The Wager’s mission? A member of a stealth strike force tasked with intercepting a Spanish treasure-filled galleon known as “the prize of all the oceans” that was transporting a fortune in silver from Mexico to Spain. The Wager was wrecked on a desolate island off the coast of Patagonia and never completed its mission.
Finally in desperation, the survivors, marooned for months and facing certain death by starvation, jury-rigged the craft and sailed for more than 100 days, traveling nearly 3,000 miles across tempest-tossed seas.
The men were greeted as heroes, until, six months later, an even more woebegone vessel made land on the coast of Chile. On it were three survivors, in no better shape than the 30 who landed in Brazil, and their story contradicted the story of the others in every significant detail.
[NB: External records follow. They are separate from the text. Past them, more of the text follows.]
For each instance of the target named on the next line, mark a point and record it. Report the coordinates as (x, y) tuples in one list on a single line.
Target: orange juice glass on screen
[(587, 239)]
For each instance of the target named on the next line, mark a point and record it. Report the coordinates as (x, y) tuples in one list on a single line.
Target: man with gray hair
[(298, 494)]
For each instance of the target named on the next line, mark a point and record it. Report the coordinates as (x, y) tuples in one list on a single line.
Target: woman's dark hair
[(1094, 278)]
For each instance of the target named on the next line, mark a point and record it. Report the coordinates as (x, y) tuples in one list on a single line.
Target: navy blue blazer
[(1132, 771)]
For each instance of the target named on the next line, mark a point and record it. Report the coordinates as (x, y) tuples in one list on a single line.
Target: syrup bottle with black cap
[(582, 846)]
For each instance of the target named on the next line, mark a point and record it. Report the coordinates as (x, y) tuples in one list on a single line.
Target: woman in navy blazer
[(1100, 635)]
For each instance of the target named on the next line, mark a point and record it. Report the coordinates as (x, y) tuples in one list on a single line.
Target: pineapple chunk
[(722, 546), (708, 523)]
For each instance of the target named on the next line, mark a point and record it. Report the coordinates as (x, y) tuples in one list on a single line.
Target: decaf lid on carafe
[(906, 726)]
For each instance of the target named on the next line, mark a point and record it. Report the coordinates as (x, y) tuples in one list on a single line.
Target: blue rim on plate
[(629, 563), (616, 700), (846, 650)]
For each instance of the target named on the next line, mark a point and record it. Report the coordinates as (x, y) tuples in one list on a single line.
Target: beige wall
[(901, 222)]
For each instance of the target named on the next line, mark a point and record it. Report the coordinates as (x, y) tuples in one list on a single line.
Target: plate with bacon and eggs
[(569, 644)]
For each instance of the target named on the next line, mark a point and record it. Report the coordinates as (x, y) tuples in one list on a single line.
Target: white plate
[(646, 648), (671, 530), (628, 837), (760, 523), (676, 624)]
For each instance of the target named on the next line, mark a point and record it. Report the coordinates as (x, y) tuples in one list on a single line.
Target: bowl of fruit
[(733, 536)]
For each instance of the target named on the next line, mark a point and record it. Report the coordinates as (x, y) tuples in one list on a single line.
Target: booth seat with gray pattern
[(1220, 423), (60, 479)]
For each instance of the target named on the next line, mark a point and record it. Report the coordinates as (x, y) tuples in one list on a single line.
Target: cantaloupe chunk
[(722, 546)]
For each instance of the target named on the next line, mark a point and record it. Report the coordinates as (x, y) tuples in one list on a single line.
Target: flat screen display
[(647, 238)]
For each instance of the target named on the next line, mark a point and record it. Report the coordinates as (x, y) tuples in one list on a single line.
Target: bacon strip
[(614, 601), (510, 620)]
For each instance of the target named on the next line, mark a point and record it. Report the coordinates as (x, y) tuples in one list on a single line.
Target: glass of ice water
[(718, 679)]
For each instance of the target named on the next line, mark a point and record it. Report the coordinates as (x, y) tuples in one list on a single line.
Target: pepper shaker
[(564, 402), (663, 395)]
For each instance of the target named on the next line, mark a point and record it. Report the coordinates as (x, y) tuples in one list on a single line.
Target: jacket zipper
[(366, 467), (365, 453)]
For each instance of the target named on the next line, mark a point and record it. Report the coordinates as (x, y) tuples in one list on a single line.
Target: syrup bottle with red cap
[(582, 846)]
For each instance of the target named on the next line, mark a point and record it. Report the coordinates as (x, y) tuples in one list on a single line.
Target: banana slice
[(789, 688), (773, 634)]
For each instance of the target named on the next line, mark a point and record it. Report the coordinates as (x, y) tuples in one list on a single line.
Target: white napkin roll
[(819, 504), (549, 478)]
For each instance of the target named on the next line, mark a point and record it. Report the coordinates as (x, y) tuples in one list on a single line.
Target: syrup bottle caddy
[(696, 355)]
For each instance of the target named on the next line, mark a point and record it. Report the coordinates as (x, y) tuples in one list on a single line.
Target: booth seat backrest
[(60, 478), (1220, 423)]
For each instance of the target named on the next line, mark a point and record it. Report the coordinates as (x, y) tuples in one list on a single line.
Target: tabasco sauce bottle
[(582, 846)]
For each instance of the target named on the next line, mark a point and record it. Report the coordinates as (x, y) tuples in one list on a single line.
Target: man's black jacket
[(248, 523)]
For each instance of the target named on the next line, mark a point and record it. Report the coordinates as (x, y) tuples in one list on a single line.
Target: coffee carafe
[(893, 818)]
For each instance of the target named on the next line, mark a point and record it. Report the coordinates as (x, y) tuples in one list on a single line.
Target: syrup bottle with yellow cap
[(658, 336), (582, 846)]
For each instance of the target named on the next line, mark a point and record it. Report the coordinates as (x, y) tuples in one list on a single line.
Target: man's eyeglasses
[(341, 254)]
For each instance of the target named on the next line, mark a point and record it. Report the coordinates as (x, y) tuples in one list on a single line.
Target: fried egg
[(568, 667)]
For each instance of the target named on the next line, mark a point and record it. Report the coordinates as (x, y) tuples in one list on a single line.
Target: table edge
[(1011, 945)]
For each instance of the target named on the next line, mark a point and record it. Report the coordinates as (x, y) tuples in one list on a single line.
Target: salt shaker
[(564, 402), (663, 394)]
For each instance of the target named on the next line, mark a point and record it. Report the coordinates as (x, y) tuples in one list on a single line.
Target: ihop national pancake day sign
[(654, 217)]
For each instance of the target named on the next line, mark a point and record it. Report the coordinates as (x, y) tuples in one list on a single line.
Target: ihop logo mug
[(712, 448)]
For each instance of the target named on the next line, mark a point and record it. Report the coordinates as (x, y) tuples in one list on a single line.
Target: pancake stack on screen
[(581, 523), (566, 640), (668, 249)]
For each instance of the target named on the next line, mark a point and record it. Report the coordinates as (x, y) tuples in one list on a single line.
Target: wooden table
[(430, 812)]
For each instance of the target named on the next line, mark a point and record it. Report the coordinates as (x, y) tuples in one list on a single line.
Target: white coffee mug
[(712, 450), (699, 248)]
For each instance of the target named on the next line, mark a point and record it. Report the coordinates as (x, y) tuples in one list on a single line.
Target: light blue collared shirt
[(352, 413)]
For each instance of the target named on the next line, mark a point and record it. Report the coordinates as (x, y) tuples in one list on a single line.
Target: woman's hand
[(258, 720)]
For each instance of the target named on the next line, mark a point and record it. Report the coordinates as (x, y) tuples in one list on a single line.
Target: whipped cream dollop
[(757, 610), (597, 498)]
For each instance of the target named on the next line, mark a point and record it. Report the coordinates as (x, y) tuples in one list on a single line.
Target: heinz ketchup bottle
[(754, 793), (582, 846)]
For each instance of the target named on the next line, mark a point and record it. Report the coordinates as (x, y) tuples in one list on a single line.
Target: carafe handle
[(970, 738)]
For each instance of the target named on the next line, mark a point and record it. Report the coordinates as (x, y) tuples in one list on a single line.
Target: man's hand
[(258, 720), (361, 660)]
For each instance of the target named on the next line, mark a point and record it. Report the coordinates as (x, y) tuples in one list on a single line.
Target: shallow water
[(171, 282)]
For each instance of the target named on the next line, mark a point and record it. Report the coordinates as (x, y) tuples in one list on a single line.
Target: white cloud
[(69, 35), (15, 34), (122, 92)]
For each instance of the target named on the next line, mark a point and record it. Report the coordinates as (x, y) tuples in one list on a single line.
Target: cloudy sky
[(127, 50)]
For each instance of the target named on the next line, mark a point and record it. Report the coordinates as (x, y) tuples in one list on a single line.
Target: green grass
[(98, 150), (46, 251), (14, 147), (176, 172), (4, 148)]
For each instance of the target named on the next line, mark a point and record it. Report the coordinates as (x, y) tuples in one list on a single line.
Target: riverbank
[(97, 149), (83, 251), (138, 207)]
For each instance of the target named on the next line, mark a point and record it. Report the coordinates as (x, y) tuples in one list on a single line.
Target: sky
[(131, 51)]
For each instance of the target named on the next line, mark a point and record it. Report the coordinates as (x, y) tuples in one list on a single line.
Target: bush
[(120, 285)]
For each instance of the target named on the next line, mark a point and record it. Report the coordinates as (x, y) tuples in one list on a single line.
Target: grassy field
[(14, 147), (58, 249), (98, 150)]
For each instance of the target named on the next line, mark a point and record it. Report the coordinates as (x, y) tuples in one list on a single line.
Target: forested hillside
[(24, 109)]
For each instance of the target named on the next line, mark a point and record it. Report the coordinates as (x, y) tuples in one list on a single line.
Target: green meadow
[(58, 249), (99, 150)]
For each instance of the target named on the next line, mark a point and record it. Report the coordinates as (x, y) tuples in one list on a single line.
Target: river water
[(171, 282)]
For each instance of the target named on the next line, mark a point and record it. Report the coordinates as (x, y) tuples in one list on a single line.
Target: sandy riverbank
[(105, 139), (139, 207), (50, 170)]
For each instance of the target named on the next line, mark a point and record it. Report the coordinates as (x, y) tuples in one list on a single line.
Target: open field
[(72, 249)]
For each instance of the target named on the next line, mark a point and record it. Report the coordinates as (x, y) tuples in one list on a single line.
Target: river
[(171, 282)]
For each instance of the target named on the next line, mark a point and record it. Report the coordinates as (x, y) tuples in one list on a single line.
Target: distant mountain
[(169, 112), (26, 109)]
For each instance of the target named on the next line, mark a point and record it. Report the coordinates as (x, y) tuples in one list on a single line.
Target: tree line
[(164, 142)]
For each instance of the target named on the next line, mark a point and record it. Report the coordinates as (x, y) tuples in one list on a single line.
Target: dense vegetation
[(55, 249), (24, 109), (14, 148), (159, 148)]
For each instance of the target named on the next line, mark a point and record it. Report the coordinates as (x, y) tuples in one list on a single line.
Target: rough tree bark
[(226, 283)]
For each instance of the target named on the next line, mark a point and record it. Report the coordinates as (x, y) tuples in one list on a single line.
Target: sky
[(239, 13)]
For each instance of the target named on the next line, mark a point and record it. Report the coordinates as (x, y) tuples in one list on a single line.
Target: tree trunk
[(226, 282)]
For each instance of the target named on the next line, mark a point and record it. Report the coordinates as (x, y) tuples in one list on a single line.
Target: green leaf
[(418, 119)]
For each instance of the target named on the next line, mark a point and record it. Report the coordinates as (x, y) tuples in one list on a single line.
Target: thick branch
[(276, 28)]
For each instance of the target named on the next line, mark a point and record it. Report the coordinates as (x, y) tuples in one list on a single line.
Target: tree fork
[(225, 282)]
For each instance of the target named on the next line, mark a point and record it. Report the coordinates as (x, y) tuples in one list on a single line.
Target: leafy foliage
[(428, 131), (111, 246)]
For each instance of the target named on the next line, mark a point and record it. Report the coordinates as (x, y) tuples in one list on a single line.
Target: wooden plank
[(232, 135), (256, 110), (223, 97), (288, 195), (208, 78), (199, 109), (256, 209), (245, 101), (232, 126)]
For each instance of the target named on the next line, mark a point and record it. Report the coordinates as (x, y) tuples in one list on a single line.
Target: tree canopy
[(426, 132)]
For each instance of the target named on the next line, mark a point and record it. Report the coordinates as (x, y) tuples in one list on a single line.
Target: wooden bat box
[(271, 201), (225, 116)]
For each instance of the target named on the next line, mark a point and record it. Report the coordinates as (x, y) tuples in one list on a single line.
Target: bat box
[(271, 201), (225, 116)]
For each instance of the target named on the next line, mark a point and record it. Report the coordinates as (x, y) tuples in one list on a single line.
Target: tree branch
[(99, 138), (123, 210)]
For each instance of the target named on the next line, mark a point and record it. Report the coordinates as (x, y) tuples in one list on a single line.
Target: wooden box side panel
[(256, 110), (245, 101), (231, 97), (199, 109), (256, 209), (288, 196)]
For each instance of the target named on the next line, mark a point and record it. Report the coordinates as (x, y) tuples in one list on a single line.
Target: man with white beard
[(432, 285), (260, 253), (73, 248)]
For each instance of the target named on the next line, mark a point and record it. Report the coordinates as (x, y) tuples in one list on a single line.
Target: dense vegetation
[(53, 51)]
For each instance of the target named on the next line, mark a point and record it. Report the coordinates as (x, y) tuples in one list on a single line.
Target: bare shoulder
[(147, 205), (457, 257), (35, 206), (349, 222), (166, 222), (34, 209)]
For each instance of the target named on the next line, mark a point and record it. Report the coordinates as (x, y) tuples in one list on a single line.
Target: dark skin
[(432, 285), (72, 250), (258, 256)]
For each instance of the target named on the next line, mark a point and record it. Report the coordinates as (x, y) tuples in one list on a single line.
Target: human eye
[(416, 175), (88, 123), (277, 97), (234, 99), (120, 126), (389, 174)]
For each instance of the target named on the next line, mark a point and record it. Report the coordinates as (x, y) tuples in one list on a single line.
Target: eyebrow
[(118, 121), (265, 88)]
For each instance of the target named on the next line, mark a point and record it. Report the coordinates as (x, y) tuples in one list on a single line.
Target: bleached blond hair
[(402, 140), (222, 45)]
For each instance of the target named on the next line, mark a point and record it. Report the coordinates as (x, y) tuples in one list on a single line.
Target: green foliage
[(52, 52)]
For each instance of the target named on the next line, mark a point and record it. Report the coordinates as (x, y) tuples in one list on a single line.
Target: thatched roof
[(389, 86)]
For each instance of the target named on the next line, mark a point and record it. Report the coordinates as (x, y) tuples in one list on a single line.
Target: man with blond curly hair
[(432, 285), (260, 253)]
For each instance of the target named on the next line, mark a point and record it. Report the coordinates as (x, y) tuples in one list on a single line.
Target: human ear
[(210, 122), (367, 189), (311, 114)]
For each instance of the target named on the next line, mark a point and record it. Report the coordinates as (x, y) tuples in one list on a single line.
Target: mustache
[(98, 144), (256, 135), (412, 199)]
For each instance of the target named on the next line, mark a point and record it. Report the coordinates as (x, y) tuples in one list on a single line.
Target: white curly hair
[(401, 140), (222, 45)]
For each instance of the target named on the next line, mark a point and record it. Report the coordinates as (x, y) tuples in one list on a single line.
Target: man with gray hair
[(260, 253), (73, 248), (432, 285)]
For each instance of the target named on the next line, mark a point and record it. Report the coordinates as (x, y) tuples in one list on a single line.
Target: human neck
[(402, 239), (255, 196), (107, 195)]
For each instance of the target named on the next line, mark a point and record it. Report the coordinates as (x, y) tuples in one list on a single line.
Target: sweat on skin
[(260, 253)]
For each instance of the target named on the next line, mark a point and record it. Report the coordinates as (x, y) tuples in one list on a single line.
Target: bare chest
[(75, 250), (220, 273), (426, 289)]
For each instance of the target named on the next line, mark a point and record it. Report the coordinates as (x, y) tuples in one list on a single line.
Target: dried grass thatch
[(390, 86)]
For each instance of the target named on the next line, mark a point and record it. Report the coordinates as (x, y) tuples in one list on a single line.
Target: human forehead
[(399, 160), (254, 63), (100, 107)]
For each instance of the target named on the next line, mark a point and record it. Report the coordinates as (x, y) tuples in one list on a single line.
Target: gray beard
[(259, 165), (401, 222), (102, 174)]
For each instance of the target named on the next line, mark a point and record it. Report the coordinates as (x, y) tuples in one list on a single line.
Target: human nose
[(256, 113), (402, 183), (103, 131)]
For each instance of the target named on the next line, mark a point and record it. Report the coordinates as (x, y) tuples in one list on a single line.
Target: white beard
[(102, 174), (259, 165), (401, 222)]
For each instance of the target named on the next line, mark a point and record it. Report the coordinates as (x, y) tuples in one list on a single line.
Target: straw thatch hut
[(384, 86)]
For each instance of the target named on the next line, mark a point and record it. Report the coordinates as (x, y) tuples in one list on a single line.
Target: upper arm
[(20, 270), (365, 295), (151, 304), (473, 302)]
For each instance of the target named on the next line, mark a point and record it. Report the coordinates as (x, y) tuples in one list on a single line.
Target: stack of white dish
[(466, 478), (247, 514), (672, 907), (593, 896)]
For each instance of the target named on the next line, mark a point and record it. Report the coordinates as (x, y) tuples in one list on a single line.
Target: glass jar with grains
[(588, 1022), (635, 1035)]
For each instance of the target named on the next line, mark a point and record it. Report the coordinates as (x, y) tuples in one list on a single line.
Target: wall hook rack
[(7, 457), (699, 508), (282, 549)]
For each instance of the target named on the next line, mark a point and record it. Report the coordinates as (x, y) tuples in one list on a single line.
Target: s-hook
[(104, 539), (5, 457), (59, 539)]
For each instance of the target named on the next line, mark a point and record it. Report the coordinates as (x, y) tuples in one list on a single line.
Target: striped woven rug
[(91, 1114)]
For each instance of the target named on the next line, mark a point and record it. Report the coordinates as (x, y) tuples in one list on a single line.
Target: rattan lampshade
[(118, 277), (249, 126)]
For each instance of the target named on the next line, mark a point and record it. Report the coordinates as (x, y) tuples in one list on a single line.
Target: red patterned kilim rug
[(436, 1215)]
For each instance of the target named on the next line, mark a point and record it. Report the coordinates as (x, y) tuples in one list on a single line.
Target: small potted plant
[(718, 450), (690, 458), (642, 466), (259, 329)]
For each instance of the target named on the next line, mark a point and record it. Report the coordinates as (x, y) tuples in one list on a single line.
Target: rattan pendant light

The passengers on the craft that washed ashore in Brazil were mutineers who had left the three to die, abandoned their mission and against all odds made a desperate attempt to reach safer shores.
The first group responded with counter-charges of their own, damning accusations about a tyrannical and murderous captain and his henchmen. It became clear that while stranded on the island the desperate and dying crew had devolved into anarchy, splitting into warring factions fighting for domination over the others and control over their fate.
As charges of treachery and murder flew, the British Admiralty convened a court martial to find out the truth. At stake were the very lives of the guilty parties via a one-way trip to the gallows.
What are we to make of this fantastical tale of survival and treachery on the high seas? Is it the product of the fevered imaginings of a hyper-caffeinated novelist? How about a meticulously researched and assembled chronicle of actual events by an author with a sterling reputation for ferreting out the truth and presenting it in a page-turner of a narrative that entertains, informs and leaves the reader with grave questions to ponder about the shaping of the truth to serve the Byzantine political machinations of the powers that be?
In the tale told in “The Wager: A Tale of Shipwreck, Mutiny and Murder” (Doubleday), the latter is the case. David Gann, the author of the New York Times bestsellers Killers Of The Flower Moon and The Lost City Of Z has earned a reputation as a meticulous researcher with a talent for putting the results of his labor together in a way that reads like a page-turner of an entertaining novel while raising a number of serious political and social issues that continue to resonate today.
In his research for The Wager, Gann took a deep dive into the surprisingly extensive, and often conflicting, first-hand accounts of crew members, official records of the British Admiralty and other authoritative sources, and turns up some appalling statistics.
As to the capture of the Spanish galleon; the 400,000 pound “prize” pales in comparison to a war that cost British taxpayers 43 million. By the end of the mission, of the 2,000 men who left Portsmouth less than 700 survived.
More’s the miracle that any survived; Gann’s narrative puts us in the middle of the action; the appalling shipboard conditions, scurvy, freezing temperatures, damp, howling wind, monstrous waves. When it comes to the run-up to the court-martial and the verdict (and its broader implications), he wisely stands back and lets the discrepancies in the various accounts stand, leaving us to draw our own conclusions.
For, as Gann states in the opening sentence of The Wager’s prologue: “The only impartial witness was the sun.”